I finally gave up trying to sleep this morning.  It just wasn’t working.  I am simply too wound up about classes today that my mind will not shut up.  Add that to the fact that I’ve slept too much the past couple of days due to feeling anxiety ridden and depressed and eventually the mind will not shut off and the body will not relax.  I gave up and got up to play with my camera which led to me being frustrated because I’m not making it over the learning curve for some of the features.  Or rather, I’m just not learning by using it… obviously I need to explore the manual further.

The weather is crappy and it is only supposed to get crappier, making me wonder how the roads are going to be, especially for my evening class.  Today is going to be bad enough with lack of sleep… if the roads are terrible I’m just gonna cry b/c driving in snow/ice gives me panic attacks.

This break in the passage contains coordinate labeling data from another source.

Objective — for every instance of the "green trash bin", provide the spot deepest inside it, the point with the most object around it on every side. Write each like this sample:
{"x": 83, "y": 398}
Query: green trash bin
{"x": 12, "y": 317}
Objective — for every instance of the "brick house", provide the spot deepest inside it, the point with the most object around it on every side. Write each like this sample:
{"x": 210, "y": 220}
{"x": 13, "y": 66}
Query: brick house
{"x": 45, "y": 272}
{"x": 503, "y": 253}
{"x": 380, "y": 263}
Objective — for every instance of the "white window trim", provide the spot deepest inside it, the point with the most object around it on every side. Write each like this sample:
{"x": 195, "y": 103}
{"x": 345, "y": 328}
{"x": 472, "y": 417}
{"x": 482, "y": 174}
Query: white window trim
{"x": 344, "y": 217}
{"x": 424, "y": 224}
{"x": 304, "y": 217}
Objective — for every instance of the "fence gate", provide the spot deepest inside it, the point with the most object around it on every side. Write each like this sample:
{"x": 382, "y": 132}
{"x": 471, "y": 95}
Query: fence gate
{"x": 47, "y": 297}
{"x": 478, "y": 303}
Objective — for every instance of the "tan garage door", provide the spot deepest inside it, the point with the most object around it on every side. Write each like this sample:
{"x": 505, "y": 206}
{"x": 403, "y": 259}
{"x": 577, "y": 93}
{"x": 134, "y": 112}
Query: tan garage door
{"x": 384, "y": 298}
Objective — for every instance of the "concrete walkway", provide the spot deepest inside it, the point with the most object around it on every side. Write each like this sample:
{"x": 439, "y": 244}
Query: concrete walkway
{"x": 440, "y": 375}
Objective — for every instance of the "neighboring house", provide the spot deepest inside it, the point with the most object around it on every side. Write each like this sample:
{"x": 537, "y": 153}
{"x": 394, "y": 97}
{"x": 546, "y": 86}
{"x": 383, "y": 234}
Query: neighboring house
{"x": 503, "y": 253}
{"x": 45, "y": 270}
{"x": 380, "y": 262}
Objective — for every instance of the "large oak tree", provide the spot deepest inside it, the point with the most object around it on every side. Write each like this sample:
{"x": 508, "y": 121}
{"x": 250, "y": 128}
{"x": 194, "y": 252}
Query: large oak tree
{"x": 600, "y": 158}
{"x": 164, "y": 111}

The first week of classes is always fucking anxiety ridden for me.   This is because I have to see how everything is going to go, get a feel for my classes, the work expected, my schedule.  I can’t relax until I know these things.

Most it is the photography fundamentals class giving me anxiety.  Taking another spath class I pretty much know to expect.  Same with online class.  Same with astronomy, but the one class I am looking forward too is also giving me the most anxiety.  I just wanna know that I’m going to be okay with it.  Once I know that, I can fucking breathe.

I just wish I would have gotten some sleep.  Now it is pointless to even try to take a nap.  I’ll just wake up feeling like a big pile of shit.  Maybe I will take one this afternoon before my evening class. Maybe not.

If we get the snow/sleet/blizzard conditions they are calling for though I don’t know what I am going to do about the evening class.